Auch die Stadtwerke Dorfen, die ihr Biomasse-Heizwerk mit Hackschnitzeln betreiben und dazu die 140 Hektar städtische Waldfläche bewirtschaften, haben Schäden durch den Pilz erlitten. Stadtwerke-Geschäftsführer Karl Heinz Figl ist Forstwirt und hat seine Doktorarbeit über Pflanzenkrankheiten geschrieben. Es sei bedauerlich, so Figl, dass eine Baumart, die seit Jahrhunderten problemlos hier zu Hause sei, nun von dieser Pilzart dahingerafft werde.

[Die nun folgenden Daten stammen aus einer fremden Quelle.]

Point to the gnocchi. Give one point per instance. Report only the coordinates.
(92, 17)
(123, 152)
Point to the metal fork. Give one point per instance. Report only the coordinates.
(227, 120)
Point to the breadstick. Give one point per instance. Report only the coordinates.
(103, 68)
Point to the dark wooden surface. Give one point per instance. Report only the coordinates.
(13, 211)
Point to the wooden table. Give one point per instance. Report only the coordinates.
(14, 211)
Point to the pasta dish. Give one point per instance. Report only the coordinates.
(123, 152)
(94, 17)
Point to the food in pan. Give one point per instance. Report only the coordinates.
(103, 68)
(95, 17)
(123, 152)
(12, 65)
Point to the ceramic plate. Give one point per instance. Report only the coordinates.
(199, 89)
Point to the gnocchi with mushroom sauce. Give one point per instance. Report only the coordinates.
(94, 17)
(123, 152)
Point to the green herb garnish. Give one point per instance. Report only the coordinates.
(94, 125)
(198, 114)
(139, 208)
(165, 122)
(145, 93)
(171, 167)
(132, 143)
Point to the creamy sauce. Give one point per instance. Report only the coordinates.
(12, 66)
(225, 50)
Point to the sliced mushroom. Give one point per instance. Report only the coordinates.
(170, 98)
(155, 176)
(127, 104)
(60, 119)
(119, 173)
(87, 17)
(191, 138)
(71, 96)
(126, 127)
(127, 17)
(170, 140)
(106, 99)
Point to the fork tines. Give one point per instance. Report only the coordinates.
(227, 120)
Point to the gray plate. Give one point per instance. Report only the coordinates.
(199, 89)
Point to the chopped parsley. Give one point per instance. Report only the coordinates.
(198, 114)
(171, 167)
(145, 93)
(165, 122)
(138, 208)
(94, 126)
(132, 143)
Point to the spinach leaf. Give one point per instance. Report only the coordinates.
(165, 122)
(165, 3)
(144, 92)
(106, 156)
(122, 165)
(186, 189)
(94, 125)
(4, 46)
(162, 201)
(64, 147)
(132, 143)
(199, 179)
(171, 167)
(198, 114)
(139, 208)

Auch er hat beobachtet, dass sich der Pilz stärker über Jungpflanzen ausbreite als über Altbestände. Er hegt deshalb den Verdacht, dass sich der Pilz stärker über die Baumschulen verbreite als in der Natur. Figl sagte, in den Wäldern, die die Stadtwerke bewirtschaften, habe es bei den Spätfrösten auch einige Eschen und Eichen erwischt. 2010 sei die Lage jedoch schlimmer gewesen. Damals sei die Hälfte der jungen Eschen vom Pilz befallen worden.

Weil aber immer auch Winterlinden und Bergahorn gepflanzt wurden, sei der Schaden nicht so groß. Darüber hinaus hat Figl festgestellt, dass einige Eschen den Pilzbefall überleben und resistent werden. "Einige Pflanzen, die vor drei Jahren noch todgeweiht waren, leben jetzt immer noch. Sie bilden zum Teil wieder Ersatztriebe, die dem Pilz widerstehen." Er hoffe, dass die Wissenschaft lerne, diese Resistenzmechanismen zu nutzen, um Eschen züchten zu können, die nicht mehr befallen werden.